Preorganized Internal Electric Field Promotes a Double-Displacement Mechanism for the Adenine Excision Reaction by Adenine DNA Glycosylase

Adenine DNA glycosylase (MutY) is a monofunctional glycosylase, removing adenines (A) misinserted opposite 8-oxo-7,8-dihydroguanine (OG), a common product of oxidative damage to DNA. Through multiscale calculations, we decipher a detailed adenine excision mechanism of MutY that is consistent with all available experimental data, involving an initial protonation step and two nucleophilic displacement steps. During the first displacement step, N-glycosidic bond cleavage is accompanied by the attack of the carboxylate group of residue Asp144 at the anomeric carbon (C1′), forming a covalent glycosyl-enzyme intermediate to stabilize the fleeting oxocarbenium ion. After departure of the excised base, water nucleophiles can be recruited to displace Asp144, completing the catalytic cycle with retention of stereochemistry at the C1′ position. The two displacement reactions are found to mostly involve the movement of the oxocarbenium ion, occurring with large charge reorganization and thus sensitive to the internal electric field (IEF) exerted by the polar protein environment. Intriguingly, we find that the negatively charged carboxylate group is a good nucleophile for the oxocarbenium ion, yet an unactivated water molecule is not, and that the electric field catalysis strategy is used by the enzyme to enable its unique double-displacement reaction mechanism. A strong IEF, pointing toward 5′ direction of the substrate sugar ring, greatly facilitates the second displacement reaction at the expense of elevating the barrier of the first one, thereby allowing both reactions to occur. These findings not only increase our understanding of the strategies used by DNA glycosylases to repair DNA lesions, but also have important implications for how internal/external electric field can be applied to modulate chemical reactions.
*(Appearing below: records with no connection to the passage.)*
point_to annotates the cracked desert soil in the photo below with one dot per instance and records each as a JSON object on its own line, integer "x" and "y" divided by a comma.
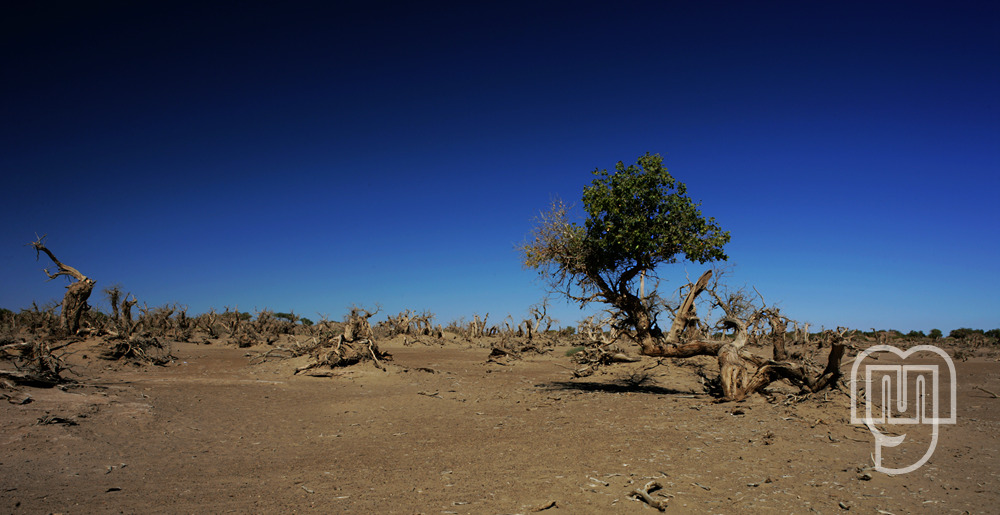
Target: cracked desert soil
{"x": 443, "y": 430}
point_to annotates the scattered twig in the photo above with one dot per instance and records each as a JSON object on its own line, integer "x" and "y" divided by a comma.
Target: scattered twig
{"x": 995, "y": 396}
{"x": 644, "y": 492}
{"x": 550, "y": 504}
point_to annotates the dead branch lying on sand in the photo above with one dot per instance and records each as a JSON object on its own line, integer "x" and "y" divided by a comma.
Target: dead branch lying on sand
{"x": 741, "y": 373}
{"x": 644, "y": 494}
{"x": 35, "y": 364}
{"x": 355, "y": 343}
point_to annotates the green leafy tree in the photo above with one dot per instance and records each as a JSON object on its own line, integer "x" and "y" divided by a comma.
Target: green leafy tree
{"x": 638, "y": 217}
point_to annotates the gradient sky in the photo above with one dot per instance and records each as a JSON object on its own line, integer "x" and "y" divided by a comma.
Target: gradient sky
{"x": 305, "y": 157}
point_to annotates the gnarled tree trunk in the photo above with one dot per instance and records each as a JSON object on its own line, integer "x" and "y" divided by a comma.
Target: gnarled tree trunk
{"x": 75, "y": 301}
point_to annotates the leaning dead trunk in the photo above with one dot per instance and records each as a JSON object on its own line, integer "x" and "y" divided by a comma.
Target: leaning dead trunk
{"x": 687, "y": 308}
{"x": 75, "y": 301}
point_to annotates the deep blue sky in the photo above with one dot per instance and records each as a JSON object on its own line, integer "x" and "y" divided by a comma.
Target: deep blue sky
{"x": 303, "y": 157}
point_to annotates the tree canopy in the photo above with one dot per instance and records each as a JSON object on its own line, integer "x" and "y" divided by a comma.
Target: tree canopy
{"x": 638, "y": 217}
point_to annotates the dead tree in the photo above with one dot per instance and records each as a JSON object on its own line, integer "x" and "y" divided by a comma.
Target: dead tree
{"x": 354, "y": 345}
{"x": 743, "y": 373}
{"x": 75, "y": 301}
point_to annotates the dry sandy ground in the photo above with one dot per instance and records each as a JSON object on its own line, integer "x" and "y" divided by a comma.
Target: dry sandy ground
{"x": 446, "y": 431}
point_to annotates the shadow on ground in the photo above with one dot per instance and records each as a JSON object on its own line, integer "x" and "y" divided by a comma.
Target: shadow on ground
{"x": 614, "y": 387}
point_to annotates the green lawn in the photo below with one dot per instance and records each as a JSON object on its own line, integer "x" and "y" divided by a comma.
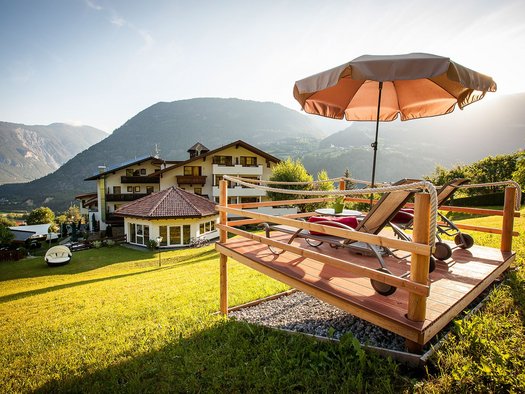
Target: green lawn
{"x": 114, "y": 321}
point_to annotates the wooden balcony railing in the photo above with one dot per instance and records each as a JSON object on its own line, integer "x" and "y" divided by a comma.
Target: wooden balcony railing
{"x": 139, "y": 179}
{"x": 125, "y": 196}
{"x": 191, "y": 180}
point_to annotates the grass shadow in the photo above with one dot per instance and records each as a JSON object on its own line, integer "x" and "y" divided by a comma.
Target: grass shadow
{"x": 237, "y": 357}
{"x": 82, "y": 261}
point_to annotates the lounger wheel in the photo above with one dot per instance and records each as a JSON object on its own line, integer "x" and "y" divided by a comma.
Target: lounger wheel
{"x": 313, "y": 242}
{"x": 464, "y": 241}
{"x": 442, "y": 252}
{"x": 432, "y": 265}
{"x": 383, "y": 288}
{"x": 276, "y": 251}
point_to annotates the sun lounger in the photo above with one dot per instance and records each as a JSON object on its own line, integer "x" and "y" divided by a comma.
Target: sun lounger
{"x": 58, "y": 255}
{"x": 404, "y": 221}
{"x": 378, "y": 217}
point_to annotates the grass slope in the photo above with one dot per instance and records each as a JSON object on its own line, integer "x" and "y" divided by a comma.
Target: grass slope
{"x": 114, "y": 321}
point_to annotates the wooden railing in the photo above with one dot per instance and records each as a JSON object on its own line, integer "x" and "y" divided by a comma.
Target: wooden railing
{"x": 418, "y": 282}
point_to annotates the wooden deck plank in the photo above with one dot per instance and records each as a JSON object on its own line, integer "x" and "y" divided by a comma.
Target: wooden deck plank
{"x": 454, "y": 283}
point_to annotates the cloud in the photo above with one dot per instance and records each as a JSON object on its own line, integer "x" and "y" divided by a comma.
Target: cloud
{"x": 92, "y": 5}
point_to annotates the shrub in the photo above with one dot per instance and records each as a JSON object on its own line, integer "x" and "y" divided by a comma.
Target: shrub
{"x": 152, "y": 244}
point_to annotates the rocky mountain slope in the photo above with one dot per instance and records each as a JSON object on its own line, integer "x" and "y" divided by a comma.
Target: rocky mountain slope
{"x": 31, "y": 152}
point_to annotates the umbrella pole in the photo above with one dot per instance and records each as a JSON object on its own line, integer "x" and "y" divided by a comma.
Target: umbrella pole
{"x": 374, "y": 144}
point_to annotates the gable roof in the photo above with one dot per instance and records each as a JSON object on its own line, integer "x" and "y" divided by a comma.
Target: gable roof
{"x": 154, "y": 160}
{"x": 121, "y": 166}
{"x": 169, "y": 203}
{"x": 237, "y": 143}
{"x": 198, "y": 147}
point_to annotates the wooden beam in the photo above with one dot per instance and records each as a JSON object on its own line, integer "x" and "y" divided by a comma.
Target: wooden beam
{"x": 344, "y": 265}
{"x": 419, "y": 266}
{"x": 243, "y": 222}
{"x": 481, "y": 229}
{"x": 223, "y": 259}
{"x": 404, "y": 330}
{"x": 421, "y": 249}
{"x": 508, "y": 219}
{"x": 477, "y": 211}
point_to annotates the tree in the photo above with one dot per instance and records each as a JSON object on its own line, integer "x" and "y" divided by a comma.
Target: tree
{"x": 4, "y": 221}
{"x": 327, "y": 186}
{"x": 519, "y": 174}
{"x": 348, "y": 183}
{"x": 73, "y": 214}
{"x": 289, "y": 171}
{"x": 40, "y": 215}
{"x": 6, "y": 236}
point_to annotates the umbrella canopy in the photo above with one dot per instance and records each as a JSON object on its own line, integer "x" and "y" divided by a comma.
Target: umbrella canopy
{"x": 416, "y": 85}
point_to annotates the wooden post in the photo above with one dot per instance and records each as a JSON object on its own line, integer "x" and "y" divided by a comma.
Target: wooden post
{"x": 223, "y": 237}
{"x": 419, "y": 264}
{"x": 508, "y": 219}
{"x": 342, "y": 185}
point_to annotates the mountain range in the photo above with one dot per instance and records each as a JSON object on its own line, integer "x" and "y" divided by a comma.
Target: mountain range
{"x": 406, "y": 149}
{"x": 30, "y": 152}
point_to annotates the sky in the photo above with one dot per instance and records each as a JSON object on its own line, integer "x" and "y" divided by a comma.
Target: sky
{"x": 100, "y": 62}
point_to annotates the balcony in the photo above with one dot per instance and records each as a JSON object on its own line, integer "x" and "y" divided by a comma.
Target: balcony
{"x": 116, "y": 221}
{"x": 191, "y": 180}
{"x": 125, "y": 197}
{"x": 237, "y": 170}
{"x": 239, "y": 191}
{"x": 139, "y": 179}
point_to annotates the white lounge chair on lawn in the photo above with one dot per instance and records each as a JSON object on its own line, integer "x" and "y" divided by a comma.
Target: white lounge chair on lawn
{"x": 58, "y": 255}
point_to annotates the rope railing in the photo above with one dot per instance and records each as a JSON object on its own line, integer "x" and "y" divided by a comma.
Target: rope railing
{"x": 425, "y": 185}
{"x": 319, "y": 181}
{"x": 501, "y": 183}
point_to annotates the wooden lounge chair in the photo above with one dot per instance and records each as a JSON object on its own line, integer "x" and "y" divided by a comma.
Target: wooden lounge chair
{"x": 404, "y": 221}
{"x": 58, "y": 255}
{"x": 378, "y": 217}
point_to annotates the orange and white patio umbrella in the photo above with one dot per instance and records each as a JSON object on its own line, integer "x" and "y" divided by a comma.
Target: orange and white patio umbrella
{"x": 381, "y": 88}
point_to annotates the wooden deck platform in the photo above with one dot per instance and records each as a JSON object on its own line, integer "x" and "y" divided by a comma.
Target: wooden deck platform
{"x": 454, "y": 284}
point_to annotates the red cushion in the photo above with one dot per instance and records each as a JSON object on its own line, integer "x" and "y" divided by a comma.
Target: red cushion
{"x": 405, "y": 215}
{"x": 350, "y": 221}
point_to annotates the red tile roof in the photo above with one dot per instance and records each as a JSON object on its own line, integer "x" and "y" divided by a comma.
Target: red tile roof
{"x": 169, "y": 203}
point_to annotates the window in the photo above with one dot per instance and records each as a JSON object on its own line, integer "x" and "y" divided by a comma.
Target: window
{"x": 223, "y": 160}
{"x": 192, "y": 170}
{"x": 146, "y": 235}
{"x": 140, "y": 233}
{"x": 206, "y": 227}
{"x": 132, "y": 233}
{"x": 163, "y": 232}
{"x": 248, "y": 161}
{"x": 186, "y": 234}
{"x": 175, "y": 235}
{"x": 250, "y": 177}
{"x": 218, "y": 178}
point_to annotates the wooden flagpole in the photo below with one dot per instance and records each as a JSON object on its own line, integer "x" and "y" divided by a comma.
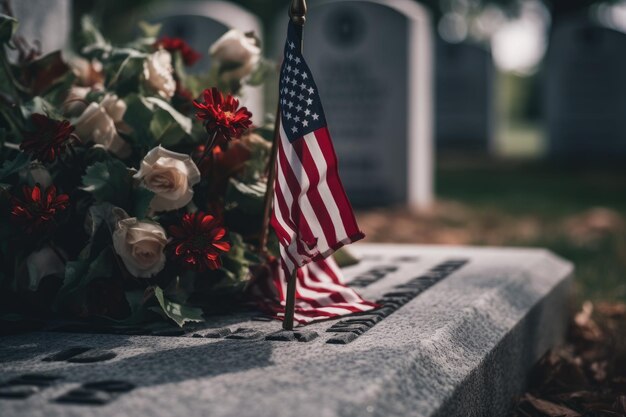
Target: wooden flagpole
{"x": 297, "y": 14}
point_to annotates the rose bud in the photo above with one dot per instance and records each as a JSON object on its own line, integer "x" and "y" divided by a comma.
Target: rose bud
{"x": 171, "y": 176}
{"x": 140, "y": 245}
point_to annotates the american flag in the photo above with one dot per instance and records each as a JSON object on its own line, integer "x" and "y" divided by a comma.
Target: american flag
{"x": 312, "y": 216}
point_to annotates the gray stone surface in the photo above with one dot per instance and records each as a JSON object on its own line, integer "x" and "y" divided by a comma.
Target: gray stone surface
{"x": 459, "y": 343}
{"x": 585, "y": 91}
{"x": 47, "y": 22}
{"x": 372, "y": 64}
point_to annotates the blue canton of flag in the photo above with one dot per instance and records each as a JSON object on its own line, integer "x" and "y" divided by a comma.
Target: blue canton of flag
{"x": 301, "y": 108}
{"x": 312, "y": 216}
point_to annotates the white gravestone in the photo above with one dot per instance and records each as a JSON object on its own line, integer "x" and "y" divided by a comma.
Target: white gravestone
{"x": 44, "y": 22}
{"x": 585, "y": 91}
{"x": 200, "y": 23}
{"x": 372, "y": 62}
{"x": 457, "y": 335}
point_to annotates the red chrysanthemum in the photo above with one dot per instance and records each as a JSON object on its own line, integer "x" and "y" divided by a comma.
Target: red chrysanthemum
{"x": 38, "y": 207}
{"x": 222, "y": 116}
{"x": 190, "y": 56}
{"x": 198, "y": 241}
{"x": 49, "y": 139}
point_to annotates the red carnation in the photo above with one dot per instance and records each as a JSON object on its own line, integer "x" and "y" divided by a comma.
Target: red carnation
{"x": 190, "y": 56}
{"x": 222, "y": 117}
{"x": 49, "y": 139}
{"x": 38, "y": 208}
{"x": 198, "y": 241}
腺嘌呤DNA糖苷酶（Adenine DNA glycosylase，MutY）是一类单功能糖苷酶，可移除插入至8-氧代-7,8-二氢鸟嘌呤（8-oxo-7,8-dihydroguanine，OG，DNA氧化损伤的常见产物）对面的腺嘌呤（A）。本研究通过多尺度计算，解析了MutY完整且与所有现有实验数据相符的腺嘌呤切除机制，该机制包含初始质子化步骤与两次亲核取代步骤。在首次取代步骤中，N-糖苷键的断裂伴随天冬氨酸144（Asp144）残基的羧基基团进攻异头碳（C1′），形成共价糖苷-酶中间体以稳定短暂存在的氧鎓离子。切除的碱基脱离后，可招募水亲核试剂取代Asp144，在保留C1′位立体化学构型的前提下完成催化循环。研究发现，两次取代反应主要涉及氧鎓离子的移动，该过程伴随显著的电荷重组，因此对极性蛋白质环境产生的内部电场（internal electric field，IEF）极为敏感。有趣的是，本研究发现带负电的羧基基团可作为氧鎓离子的优质亲核试剂，而未活化的水分子则不具备该能力；同时该酶借助电场催化策略实现其独特的双取代反应机制。指向底物糖环5′方向的强内部电场，虽会升高首次取代反应的能垒，却可极大促进第二次取代反应，最终使两次反应均能顺利进行。本研究结果不仅加深了我们对DNA糖苷酶修复DNA损伤策略的认知，也为利用内/外部电场调控化学反应提供了重要的理论参考。